The US will release wholesale inflation data on Wednesday. The Producer Price Index (PPI) is expected to rise by 0.4% in September. Later in the day, the Federal Reserve will release the minutes of its latest meeting, which will be closely watched.
Thursday will be a key day with the release of the US Consumer Price Index (CPI). The headline and core rates are expected to show a 0.3% monthly increase. A surprise with higher inflation would increase expectations of further tightening from the Federal Reserve and could lead to a stronger US Dollar and higher yields, potentially causing market concerns. Conversely, numbers below estimates could fuel risk appetite and weigh on the US Dollar. The weekly Jobless Claims report will also be closely watched, especially after the upbeat Nonfarm Payrolls.
Several Fed officials are scheduled to deliver remarks, including Vice Chair Jefferson and Logan on Monday, and Waller on Tuesday. The next FOMC decision is on November 1.
Analysts at TD Securities:
We still think that the Fed would prefer to gather additional data before making a decision to hike rates again, particularly after the sharp trek higher in yields. With that said, we still expect the Fed to stay on hold unless the totality of the data undeniably supports the strength seen in today’s jobs report. Key Fedspeak early next week will provide an update to current Fed views.
EUR/USD rose after falling for 11 consecutive weeks, gaining ground after the Nonfarm Payrolls release on Friday. The pair appears to be stabilizing, and a break above 1.0630 could strengthen the rebound. The European Central Bank (ECB) will release the minutes of its latest meeting on Thursday.
GBP/USD rose on Friday for the third day, approaching the 20-day Simple Moving Average (SMA) at 1.2260. The pair had its best week since early July. The UK’s monthly GDP and Manufacturing Production data are due on Thursday.
USD/JPY remains near the critical area of 150.00, which is suspected of having triggered intervention from Japanese authorities to curb the yen’s strength on Tuesday. The pair posted its highest weekly close in decades around 149.35 and remains supported by the divergence between US and Japanese bond yields.
Commodity-linked currencies were the worst performers during the week. Declines in crude oil prices, metals, and deteriorating market sentiment weighed on these currencies. However, they ended the week on a positive note, with a move that could continue into next week.

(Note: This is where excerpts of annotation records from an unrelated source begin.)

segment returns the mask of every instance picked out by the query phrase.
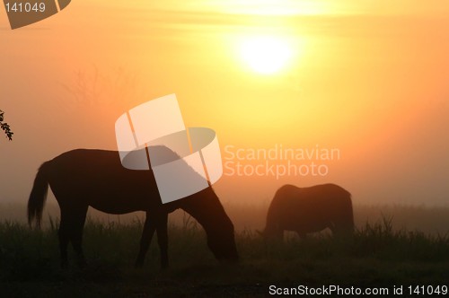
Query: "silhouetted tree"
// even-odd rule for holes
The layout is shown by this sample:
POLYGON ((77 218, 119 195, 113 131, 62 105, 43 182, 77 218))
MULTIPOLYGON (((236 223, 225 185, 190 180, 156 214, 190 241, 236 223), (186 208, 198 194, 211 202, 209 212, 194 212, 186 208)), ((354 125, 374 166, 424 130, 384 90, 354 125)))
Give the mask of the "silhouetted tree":
POLYGON ((6 134, 6 137, 9 138, 9 140, 13 140, 13 133, 11 131, 11 127, 9 127, 9 124, 4 123, 4 112, 0 110, 0 128, 2 128, 3 131, 6 134))

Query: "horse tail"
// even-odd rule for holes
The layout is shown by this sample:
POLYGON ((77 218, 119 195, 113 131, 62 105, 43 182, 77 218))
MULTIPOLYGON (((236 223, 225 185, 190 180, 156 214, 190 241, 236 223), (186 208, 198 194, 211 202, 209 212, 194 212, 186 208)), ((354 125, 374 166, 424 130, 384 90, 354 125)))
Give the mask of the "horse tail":
POLYGON ((37 226, 40 227, 42 211, 44 209, 44 204, 47 199, 47 193, 48 190, 48 179, 47 175, 48 165, 48 162, 42 163, 42 165, 39 168, 36 178, 34 179, 31 193, 30 194, 30 198, 28 199, 28 224, 30 226, 35 220, 37 226))

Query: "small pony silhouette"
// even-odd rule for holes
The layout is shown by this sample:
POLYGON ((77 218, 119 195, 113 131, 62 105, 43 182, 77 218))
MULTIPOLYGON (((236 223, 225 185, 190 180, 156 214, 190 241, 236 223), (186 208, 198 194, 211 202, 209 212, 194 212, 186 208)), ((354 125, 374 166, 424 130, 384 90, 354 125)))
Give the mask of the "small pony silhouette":
POLYGON ((354 229, 351 194, 335 184, 297 188, 284 185, 269 207, 262 234, 282 239, 284 231, 295 231, 300 238, 330 228, 333 234, 351 233, 354 229))

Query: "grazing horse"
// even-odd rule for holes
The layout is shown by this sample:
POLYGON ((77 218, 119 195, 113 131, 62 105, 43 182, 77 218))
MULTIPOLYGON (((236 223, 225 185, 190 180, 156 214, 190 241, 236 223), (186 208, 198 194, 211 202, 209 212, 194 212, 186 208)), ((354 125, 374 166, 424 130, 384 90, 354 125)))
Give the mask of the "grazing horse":
MULTIPOLYGON (((163 148, 177 156, 164 146, 150 148, 163 148)), ((136 267, 143 266, 154 231, 162 267, 168 267, 168 214, 178 208, 189 213, 203 226, 207 245, 218 260, 238 259, 233 223, 210 186, 187 197, 162 204, 153 171, 124 168, 116 151, 73 150, 44 162, 39 169, 28 201, 31 225, 34 220, 40 225, 48 185, 61 210, 58 237, 63 267, 68 266, 69 242, 80 264, 84 262, 81 244, 89 206, 114 215, 146 213, 136 267)))
POLYGON ((351 194, 335 184, 297 188, 284 185, 269 208, 263 234, 282 239, 284 230, 300 238, 330 228, 333 234, 350 234, 354 229, 351 194))

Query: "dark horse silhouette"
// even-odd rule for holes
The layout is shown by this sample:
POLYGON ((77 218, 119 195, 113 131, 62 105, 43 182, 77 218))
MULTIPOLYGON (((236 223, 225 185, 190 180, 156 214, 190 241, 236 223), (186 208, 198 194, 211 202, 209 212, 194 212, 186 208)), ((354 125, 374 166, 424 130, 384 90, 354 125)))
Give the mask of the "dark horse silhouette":
POLYGON ((352 232, 351 194, 335 184, 309 188, 284 185, 271 201, 263 233, 269 238, 282 238, 287 230, 304 238, 309 232, 326 228, 334 234, 352 232))
POLYGON ((39 169, 28 201, 30 224, 35 220, 40 225, 48 185, 61 210, 58 236, 62 267, 68 266, 69 242, 80 264, 84 262, 82 238, 89 206, 115 215, 146 212, 136 267, 143 265, 154 231, 162 267, 168 267, 167 218, 177 208, 189 213, 203 226, 207 245, 217 259, 238 259, 233 223, 210 186, 189 197, 162 204, 152 171, 125 169, 116 151, 73 150, 44 162, 39 169))

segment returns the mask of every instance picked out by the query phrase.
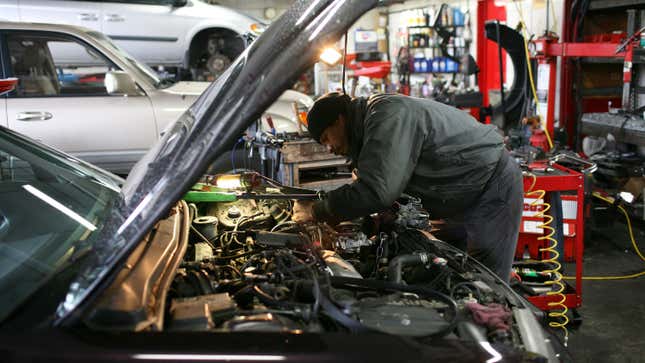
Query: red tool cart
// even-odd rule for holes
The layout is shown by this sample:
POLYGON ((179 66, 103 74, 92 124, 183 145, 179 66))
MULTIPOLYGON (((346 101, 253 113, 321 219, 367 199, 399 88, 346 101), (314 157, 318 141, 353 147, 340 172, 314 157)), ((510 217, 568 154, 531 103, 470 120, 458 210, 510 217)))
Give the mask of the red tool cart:
MULTIPOLYGON (((520 235, 515 251, 517 262, 522 261, 543 261, 550 256, 545 256, 549 252, 543 251, 548 248, 551 241, 543 239, 548 232, 543 225, 548 223, 548 217, 541 216, 540 211, 551 200, 550 195, 553 192, 561 193, 561 210, 562 210, 562 235, 563 244, 560 261, 575 263, 575 286, 571 287, 566 284, 562 295, 565 297, 563 302, 568 308, 576 308, 582 304, 582 253, 584 249, 584 173, 593 172, 595 164, 588 163, 584 160, 574 158, 568 155, 558 155, 548 161, 536 162, 528 165, 528 170, 524 173, 524 192, 531 192, 525 196, 524 211, 520 225, 520 235), (573 159, 576 164, 584 163, 587 167, 580 172, 562 166, 559 161, 563 159, 573 159), (543 191, 543 193, 535 193, 543 191), (544 199, 544 200, 538 200, 544 199), (542 237, 542 238, 541 238, 542 237)), ((551 215, 555 206, 547 211, 551 215)), ((551 227, 555 228, 555 221, 551 227)), ((562 243, 559 241, 559 243, 562 243)), ((564 273, 563 273, 564 274, 564 273)), ((541 310, 551 310, 549 303, 560 301, 561 295, 537 294, 527 296, 528 300, 541 310)))

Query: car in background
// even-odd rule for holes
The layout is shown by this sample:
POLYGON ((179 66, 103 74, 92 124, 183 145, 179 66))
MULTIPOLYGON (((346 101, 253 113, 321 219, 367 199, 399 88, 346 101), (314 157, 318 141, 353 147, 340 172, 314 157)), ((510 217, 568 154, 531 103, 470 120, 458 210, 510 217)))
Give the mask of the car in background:
MULTIPOLYGON (((0 76, 20 81, 0 102, 0 125, 112 172, 127 173, 210 84, 162 79, 76 26, 0 22, 0 39, 0 76)), ((287 91, 267 110, 277 131, 297 129, 294 102, 313 103, 287 91)))
POLYGON ((0 19, 83 26, 108 35, 152 66, 189 70, 212 81, 265 25, 200 0, 0 0, 0 19))
POLYGON ((379 4, 294 4, 123 183, 0 128, 3 360, 568 360, 542 312, 427 233, 419 201, 300 225, 291 200, 324 194, 204 175, 379 4))

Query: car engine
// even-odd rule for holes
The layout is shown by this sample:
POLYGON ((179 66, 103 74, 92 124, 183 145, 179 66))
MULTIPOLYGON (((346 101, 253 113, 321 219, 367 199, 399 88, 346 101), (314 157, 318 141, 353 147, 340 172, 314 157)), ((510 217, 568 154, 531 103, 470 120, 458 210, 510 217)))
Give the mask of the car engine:
POLYGON ((274 188, 190 203, 164 330, 380 332, 531 348, 524 342, 536 327, 519 324, 530 310, 466 253, 434 239, 419 200, 404 196, 335 226, 297 224, 292 207, 274 188))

China will release trade data on Friday, which will be important for market sentiment and Antipodean currencies. The economic calendar for Australia and New Zealand is quiet for the week ahead.
AUD/USD finished the week slightly lower, hovering around 0.6390 but far from the monthly low it reached earlier. The pair returned to the previous range, and the recovery signals positive momentum for the Aussie. However, it needs to rise above 0.6500 to change the short-term outlook.

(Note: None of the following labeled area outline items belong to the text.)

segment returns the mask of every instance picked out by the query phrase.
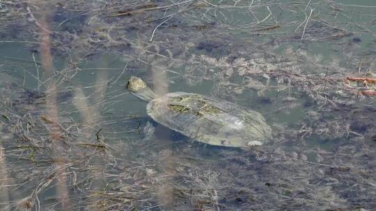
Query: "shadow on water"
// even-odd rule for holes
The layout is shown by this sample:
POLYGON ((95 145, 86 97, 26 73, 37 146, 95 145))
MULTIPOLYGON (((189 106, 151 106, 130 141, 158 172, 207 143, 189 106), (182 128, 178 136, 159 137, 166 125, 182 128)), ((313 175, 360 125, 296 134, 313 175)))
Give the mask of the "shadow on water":
POLYGON ((0 210, 376 206, 373 1, 37 1, 0 2, 0 210), (131 76, 256 110, 273 140, 174 132, 131 76))

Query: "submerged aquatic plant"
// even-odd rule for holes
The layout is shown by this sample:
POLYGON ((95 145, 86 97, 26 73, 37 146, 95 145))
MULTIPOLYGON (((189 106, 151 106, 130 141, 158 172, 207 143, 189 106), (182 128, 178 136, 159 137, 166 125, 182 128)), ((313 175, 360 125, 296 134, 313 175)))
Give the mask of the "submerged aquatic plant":
POLYGON ((373 209, 373 13, 324 0, 0 1, 0 44, 31 52, 0 63, 1 209, 373 209), (160 93, 208 85, 265 114, 274 144, 171 141, 127 98, 131 73, 160 93))

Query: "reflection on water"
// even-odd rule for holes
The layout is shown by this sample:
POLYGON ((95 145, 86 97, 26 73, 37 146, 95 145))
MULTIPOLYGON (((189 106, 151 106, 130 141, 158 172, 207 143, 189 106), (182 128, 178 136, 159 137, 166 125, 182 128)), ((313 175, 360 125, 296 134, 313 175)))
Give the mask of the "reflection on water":
POLYGON ((360 3, 0 2, 1 209, 373 210, 376 5, 360 3), (131 76, 256 110, 273 142, 173 132, 131 76))

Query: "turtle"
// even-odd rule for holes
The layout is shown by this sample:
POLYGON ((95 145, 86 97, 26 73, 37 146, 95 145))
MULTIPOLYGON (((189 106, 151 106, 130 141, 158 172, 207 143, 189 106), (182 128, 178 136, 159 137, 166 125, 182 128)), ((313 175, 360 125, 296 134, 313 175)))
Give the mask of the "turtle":
POLYGON ((146 112, 157 123, 204 144, 247 148, 272 140, 272 131, 259 112, 205 95, 182 92, 158 96, 140 78, 127 87, 147 102, 146 112))

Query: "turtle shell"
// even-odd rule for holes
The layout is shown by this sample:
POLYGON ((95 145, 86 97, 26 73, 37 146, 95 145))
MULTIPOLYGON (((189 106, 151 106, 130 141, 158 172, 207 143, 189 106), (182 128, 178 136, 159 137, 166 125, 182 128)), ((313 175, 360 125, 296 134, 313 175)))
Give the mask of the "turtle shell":
POLYGON ((272 138, 260 113, 201 94, 169 93, 150 101, 146 110, 155 121, 211 145, 247 147, 272 138))

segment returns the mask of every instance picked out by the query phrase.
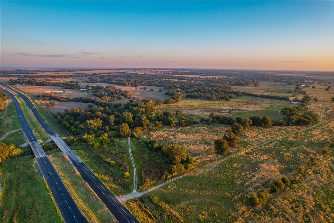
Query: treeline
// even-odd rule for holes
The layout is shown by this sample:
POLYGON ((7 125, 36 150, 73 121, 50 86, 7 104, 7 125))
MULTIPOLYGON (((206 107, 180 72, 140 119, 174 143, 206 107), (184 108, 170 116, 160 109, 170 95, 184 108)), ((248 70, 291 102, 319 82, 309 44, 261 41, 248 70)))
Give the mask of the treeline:
POLYGON ((177 117, 186 122, 185 125, 189 123, 190 120, 182 119, 180 111, 177 111, 174 115, 169 110, 164 112, 156 110, 155 106, 159 104, 161 104, 145 99, 138 102, 106 104, 98 108, 89 105, 85 111, 65 110, 57 116, 59 122, 74 135, 80 134, 82 130, 90 134, 98 132, 114 135, 115 132, 120 136, 136 135, 163 125, 174 126, 177 117))
POLYGON ((156 140, 146 141, 140 138, 136 138, 136 140, 144 149, 159 152, 165 157, 169 169, 164 172, 162 179, 168 179, 195 167, 193 158, 191 155, 187 154, 184 146, 177 144, 166 146, 158 143, 156 140))
POLYGON ((78 83, 70 83, 68 81, 50 82, 44 80, 40 80, 35 78, 18 78, 17 79, 9 80, 9 85, 16 84, 38 86, 59 86, 63 89, 80 89, 80 85, 78 83))
POLYGON ((8 98, 8 95, 0 89, 0 111, 4 111, 6 109, 7 104, 5 102, 8 98))
POLYGON ((3 142, 0 142, 0 162, 2 162, 11 158, 19 156, 23 153, 22 150, 15 147, 14 144, 6 145, 3 142))

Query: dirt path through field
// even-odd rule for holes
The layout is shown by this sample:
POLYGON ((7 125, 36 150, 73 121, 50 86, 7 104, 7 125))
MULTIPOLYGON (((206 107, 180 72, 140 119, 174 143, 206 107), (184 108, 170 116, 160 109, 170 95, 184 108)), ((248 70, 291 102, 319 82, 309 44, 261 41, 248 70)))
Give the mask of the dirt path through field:
MULTIPOLYGON (((252 147, 251 147, 250 148, 248 148, 245 149, 243 149, 243 150, 242 150, 241 151, 240 151, 239 152, 238 152, 236 153, 234 153, 234 154, 233 154, 233 155, 230 155, 229 156, 228 156, 227 157, 226 157, 225 158, 224 158, 223 159, 222 159, 220 161, 219 161, 215 165, 214 165, 212 166, 211 166, 211 168, 209 168, 207 170, 206 170, 206 171, 204 171, 203 172, 202 172, 202 173, 198 173, 198 174, 186 174, 186 175, 181 175, 181 176, 179 176, 179 177, 176 177, 175 178, 173 178, 173 179, 170 179, 170 180, 169 180, 168 181, 166 181, 166 182, 165 182, 163 183, 162 184, 161 184, 158 185, 157 186, 156 186, 155 187, 153 187, 153 188, 151 188, 150 190, 148 190, 146 191, 144 191, 144 192, 143 192, 142 193, 140 193, 140 192, 135 192, 134 193, 133 192, 132 193, 131 193, 131 194, 127 194, 127 195, 123 195, 123 196, 121 196, 120 197, 116 197, 121 202, 124 202, 124 201, 127 201, 128 200, 130 200, 130 199, 133 199, 133 198, 135 198, 138 197, 141 197, 141 196, 143 196, 143 195, 144 195, 144 194, 146 194, 147 193, 149 193, 149 192, 150 192, 151 191, 154 191, 155 190, 157 189, 158 188, 160 188, 160 187, 162 187, 162 186, 163 186, 164 185, 166 185, 166 184, 168 184, 168 183, 170 183, 171 182, 172 182, 172 181, 175 181, 175 180, 177 180, 178 179, 180 179, 180 178, 182 178, 184 177, 187 177, 187 176, 198 176, 199 175, 200 175, 203 174, 205 174, 205 173, 207 173, 208 172, 209 172, 209 171, 212 171, 212 170, 213 170, 213 169, 214 169, 216 167, 217 167, 217 166, 218 166, 219 165, 220 165, 220 164, 221 164, 221 163, 223 162, 224 161, 225 161, 226 159, 229 159, 230 158, 232 158, 232 157, 234 157, 234 156, 237 156, 238 155, 239 155, 240 154, 243 153, 244 152, 247 152, 247 151, 249 151, 250 150, 252 150, 252 149, 253 149, 256 148, 258 148, 258 147, 259 147, 260 146, 263 146, 264 145, 265 145, 266 144, 268 144, 268 143, 269 143, 270 142, 273 142, 273 141, 275 141, 275 140, 277 140, 278 139, 280 139, 280 138, 283 138, 283 137, 285 137, 285 136, 287 136, 288 135, 291 135, 292 134, 294 134, 295 133, 297 133, 297 132, 301 132, 302 131, 305 131, 305 130, 307 130, 307 129, 309 129, 311 128, 314 128, 314 127, 316 127, 318 126, 318 125, 321 125, 322 123, 322 122, 323 122, 323 115, 324 115, 324 113, 325 112, 325 108, 326 108, 326 106, 325 106, 325 105, 324 105, 323 108, 323 110, 322 110, 322 113, 321 113, 321 118, 320 118, 320 119, 320 119, 320 122, 319 122, 319 123, 318 123, 317 124, 316 124, 315 125, 312 125, 312 126, 309 126, 309 127, 307 127, 306 128, 305 128, 303 129, 300 129, 300 130, 298 130, 298 131, 294 131, 294 132, 290 132, 290 133, 287 133, 286 134, 284 134, 284 135, 281 135, 280 136, 278 136, 277 137, 276 137, 276 138, 274 138, 273 139, 270 139, 270 140, 267 141, 266 142, 264 142, 263 143, 261 143, 261 144, 260 144, 259 145, 256 145, 256 146, 253 146, 252 147)), ((129 141, 130 142, 130 141, 129 141)))
POLYGON ((5 134, 5 135, 4 135, 3 136, 2 136, 2 138, 1 139, 0 139, 0 140, 2 140, 2 139, 4 139, 4 138, 5 138, 5 137, 6 137, 6 136, 7 136, 7 135, 9 135, 9 134, 10 134, 11 133, 13 133, 14 132, 16 132, 17 131, 19 131, 19 130, 22 130, 22 129, 20 128, 20 129, 16 129, 16 130, 14 130, 14 131, 12 131, 11 132, 8 132, 8 133, 6 133, 5 134))

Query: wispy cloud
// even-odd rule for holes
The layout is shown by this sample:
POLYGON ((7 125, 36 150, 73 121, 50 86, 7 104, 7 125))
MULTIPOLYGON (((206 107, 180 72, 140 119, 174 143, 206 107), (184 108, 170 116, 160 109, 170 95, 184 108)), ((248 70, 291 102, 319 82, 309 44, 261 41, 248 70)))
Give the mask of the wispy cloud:
POLYGON ((78 56, 79 55, 73 54, 49 54, 46 55, 35 55, 36 57, 67 57, 72 58, 79 58, 82 57, 78 56))
POLYGON ((22 55, 23 56, 32 56, 33 55, 30 53, 13 53, 13 54, 10 54, 10 56, 19 56, 20 55, 22 55))
POLYGON ((79 51, 82 54, 84 55, 89 55, 89 54, 100 54, 99 53, 96 52, 89 52, 88 51, 79 51))
POLYGON ((309 61, 278 61, 279 63, 306 63, 311 62, 309 61))

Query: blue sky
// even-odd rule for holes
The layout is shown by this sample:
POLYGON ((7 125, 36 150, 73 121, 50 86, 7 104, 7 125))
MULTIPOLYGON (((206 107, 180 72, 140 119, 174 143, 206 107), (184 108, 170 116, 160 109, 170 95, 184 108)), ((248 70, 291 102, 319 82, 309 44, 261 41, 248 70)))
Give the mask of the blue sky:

NZD/USD ended the week flat, slightly below 0.6000. It remains below the 20-day Simple Moving Average at 0.6050, an area that could be challenged next week.

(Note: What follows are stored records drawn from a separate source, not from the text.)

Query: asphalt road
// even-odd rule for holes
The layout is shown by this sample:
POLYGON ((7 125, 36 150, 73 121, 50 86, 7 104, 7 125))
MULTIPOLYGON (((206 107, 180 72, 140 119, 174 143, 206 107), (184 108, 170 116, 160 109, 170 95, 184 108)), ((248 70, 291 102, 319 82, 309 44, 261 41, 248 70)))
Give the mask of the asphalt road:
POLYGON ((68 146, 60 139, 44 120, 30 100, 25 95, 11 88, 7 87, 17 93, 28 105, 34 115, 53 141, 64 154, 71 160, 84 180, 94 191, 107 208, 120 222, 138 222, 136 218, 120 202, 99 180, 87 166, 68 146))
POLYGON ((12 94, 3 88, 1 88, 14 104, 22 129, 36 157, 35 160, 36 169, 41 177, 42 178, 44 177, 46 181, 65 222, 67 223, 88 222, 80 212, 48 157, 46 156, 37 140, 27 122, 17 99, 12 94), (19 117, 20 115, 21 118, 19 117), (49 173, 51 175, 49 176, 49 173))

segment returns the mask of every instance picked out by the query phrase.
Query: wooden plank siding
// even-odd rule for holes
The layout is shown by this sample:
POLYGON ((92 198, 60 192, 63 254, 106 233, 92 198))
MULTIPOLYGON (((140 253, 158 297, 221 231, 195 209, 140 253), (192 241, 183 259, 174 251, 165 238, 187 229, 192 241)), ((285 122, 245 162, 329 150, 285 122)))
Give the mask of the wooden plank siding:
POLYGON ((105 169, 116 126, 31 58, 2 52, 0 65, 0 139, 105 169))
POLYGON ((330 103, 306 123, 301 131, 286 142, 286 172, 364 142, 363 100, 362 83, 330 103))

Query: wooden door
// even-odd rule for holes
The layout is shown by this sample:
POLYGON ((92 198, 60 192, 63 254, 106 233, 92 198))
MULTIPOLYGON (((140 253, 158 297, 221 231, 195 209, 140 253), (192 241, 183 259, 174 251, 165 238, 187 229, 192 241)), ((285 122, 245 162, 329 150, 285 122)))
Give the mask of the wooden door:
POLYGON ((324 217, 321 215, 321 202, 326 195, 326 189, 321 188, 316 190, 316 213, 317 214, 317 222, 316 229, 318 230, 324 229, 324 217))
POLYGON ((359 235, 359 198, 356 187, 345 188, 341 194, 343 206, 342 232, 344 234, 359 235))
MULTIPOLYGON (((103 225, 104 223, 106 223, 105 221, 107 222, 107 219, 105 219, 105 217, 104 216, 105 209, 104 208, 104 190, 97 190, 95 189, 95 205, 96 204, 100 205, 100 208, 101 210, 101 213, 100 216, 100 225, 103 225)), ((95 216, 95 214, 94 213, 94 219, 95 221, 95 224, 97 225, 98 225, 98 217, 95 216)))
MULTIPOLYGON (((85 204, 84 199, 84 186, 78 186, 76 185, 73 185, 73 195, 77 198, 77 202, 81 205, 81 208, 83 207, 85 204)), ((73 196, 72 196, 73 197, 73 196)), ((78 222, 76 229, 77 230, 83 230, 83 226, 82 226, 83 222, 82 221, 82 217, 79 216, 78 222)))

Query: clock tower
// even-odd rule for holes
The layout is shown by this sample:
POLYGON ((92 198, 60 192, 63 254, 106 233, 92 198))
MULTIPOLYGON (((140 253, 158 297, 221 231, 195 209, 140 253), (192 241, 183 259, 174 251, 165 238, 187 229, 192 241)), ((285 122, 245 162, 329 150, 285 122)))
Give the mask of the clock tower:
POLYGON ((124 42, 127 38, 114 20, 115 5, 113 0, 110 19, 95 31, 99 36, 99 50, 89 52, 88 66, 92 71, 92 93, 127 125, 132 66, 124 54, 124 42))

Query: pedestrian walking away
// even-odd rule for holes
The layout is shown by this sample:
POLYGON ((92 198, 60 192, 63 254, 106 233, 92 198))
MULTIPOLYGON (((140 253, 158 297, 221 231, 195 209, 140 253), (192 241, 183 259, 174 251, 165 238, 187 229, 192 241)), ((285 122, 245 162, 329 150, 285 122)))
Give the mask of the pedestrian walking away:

Canadian data and the reversal in crude oil prices brought volatility to the Loonie. While the sharp decline in crude oil prices weighed on the currency, positive Canadian employment data boosted it. USD/CAD posted its highest weekly close since March, around 1.3660. The pair peaked at 1.3785 and pulled back sharply, increasing the risk of an extension to the downside.
Gold rebounded at the 200-week SMA and managed to stay above $1,800. On Friday, it staged a recovery, surging above $1,830. The trend is downward, but short-term momentum favors the yellow metal.